What freaked me out a little was when I got newer editions of some of my old guidebooks and saw routes that I led, that used to be rated R, that are now rated R/X. One example is Green Dragon on Glacier Point Apron, which is now rated 11.b R/X. I've led that a couple of times and did take a fall one of the times. (Clint C., I believe you were my belayer on that fall if I recall?) I did hit something on that fall and got a really nasty black and blue mark on my butt. Maybe if not for my ampley fat-padded butt I would have really gotten hurt ;).

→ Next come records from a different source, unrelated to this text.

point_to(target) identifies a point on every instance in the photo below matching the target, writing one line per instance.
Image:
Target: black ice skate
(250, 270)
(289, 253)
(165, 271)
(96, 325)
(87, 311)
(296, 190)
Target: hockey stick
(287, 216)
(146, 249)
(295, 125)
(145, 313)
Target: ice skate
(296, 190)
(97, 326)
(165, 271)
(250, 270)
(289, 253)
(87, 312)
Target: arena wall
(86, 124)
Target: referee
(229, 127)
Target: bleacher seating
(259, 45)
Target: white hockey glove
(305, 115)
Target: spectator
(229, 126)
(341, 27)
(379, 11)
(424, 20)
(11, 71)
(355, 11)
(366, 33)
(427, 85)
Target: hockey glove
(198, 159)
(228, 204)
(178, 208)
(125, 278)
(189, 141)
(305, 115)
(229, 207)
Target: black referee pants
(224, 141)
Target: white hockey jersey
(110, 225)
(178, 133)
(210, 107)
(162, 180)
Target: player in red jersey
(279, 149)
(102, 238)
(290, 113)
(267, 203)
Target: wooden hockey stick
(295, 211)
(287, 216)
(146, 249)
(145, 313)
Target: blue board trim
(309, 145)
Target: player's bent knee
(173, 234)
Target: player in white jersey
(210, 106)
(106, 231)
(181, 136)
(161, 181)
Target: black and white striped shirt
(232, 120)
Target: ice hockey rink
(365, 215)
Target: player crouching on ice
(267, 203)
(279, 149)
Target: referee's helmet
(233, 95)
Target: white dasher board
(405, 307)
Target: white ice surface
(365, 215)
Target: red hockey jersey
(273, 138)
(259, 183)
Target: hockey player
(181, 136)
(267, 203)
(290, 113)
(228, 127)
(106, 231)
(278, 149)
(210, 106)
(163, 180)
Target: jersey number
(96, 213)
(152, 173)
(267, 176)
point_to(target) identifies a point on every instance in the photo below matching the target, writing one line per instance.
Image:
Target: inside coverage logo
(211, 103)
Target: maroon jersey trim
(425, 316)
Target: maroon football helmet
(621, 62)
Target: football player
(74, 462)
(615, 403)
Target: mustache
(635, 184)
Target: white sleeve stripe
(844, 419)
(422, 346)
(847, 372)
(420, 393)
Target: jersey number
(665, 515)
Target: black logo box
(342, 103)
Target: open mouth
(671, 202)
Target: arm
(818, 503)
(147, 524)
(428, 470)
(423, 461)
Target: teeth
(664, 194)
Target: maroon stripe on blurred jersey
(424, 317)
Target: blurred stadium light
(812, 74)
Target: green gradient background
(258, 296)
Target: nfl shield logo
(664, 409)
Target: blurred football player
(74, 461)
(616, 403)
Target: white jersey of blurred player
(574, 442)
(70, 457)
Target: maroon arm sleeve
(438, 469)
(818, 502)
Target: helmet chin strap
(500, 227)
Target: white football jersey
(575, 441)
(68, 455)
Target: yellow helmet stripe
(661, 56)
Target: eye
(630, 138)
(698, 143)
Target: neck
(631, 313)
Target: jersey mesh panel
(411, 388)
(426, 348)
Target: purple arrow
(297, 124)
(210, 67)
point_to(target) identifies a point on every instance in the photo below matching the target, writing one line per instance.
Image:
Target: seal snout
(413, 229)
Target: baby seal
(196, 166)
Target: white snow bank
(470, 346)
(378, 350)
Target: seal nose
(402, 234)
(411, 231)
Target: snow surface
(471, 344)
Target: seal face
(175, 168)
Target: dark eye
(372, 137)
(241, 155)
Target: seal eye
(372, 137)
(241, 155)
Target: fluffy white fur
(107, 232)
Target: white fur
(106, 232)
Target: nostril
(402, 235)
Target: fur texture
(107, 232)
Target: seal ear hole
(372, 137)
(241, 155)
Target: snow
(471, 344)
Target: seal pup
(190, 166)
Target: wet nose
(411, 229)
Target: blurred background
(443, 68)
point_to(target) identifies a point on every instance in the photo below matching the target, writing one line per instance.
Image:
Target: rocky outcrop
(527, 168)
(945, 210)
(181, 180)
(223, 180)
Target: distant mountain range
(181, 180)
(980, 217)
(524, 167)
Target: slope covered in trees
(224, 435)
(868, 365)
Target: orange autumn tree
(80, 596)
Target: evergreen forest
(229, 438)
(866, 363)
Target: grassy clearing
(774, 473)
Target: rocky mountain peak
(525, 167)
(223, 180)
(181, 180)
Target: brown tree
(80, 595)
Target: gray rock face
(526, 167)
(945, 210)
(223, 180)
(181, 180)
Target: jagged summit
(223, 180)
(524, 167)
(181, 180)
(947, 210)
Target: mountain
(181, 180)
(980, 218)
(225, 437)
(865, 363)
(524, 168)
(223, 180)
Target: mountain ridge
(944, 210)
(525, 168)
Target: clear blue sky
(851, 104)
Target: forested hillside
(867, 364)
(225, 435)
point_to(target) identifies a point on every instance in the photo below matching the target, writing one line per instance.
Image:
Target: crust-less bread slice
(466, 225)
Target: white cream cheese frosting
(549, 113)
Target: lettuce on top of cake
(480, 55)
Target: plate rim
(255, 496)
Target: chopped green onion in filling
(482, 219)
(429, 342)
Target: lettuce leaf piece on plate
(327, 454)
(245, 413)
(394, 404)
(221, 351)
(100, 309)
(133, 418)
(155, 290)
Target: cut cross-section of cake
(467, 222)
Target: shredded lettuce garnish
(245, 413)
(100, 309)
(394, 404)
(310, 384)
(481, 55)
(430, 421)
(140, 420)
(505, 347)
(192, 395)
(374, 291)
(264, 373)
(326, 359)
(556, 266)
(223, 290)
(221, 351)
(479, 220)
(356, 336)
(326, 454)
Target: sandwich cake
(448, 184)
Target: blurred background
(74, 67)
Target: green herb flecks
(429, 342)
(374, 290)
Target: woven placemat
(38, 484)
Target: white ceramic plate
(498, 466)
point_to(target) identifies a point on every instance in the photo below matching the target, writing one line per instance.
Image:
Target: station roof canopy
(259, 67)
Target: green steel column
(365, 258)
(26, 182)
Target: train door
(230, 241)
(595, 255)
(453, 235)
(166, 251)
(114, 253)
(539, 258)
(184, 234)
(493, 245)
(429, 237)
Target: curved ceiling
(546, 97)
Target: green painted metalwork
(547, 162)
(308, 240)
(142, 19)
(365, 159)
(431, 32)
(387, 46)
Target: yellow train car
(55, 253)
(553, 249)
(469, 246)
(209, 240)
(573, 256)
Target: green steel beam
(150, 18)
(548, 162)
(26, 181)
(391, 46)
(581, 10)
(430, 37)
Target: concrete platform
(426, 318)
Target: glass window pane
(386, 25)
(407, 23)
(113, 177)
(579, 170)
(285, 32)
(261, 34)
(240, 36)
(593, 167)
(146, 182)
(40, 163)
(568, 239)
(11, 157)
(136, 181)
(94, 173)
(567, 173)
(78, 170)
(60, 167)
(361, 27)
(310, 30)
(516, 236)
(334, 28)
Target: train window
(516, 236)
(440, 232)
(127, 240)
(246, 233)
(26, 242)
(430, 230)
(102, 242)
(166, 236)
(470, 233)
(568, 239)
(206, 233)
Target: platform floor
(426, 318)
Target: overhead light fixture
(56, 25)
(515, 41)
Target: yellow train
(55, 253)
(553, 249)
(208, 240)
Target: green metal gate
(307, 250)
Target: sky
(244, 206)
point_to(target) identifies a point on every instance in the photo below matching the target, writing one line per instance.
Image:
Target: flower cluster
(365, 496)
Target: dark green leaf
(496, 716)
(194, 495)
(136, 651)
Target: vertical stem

Another one was Head Rush on Lembert Dome, which is now rated 10.a R/X, but was then rated just R. I can still distinctly remember the huge amount of adrenaline I had going thru my body on that one. That's one I would never, ever repeat!

Phyl
Greg Barnes

climber
Dec 12, 2009 - 02:52pm PT
Head Rush originally had 5 bolts, but 2 of them broke over the years. I replaced the 3 obvious bolts, and then later I was back for more replacement of nearby routes, and I happened to notice one of the broken bolts. I replaced that, and then studied the rock and found a 5th bolt. So the R/X rating is from when two bolts were missing, it's R now (assuming that icefall hasn't sheared off some of the new bolts...).

Ed - your photo shows the leader around the first bolt - you have to go sharply right (like 20 feet right) and up the dike to find the second bolt. If you went up (slightly left then back right) and plugged pro in hand-sized horizontals, that's not the original route.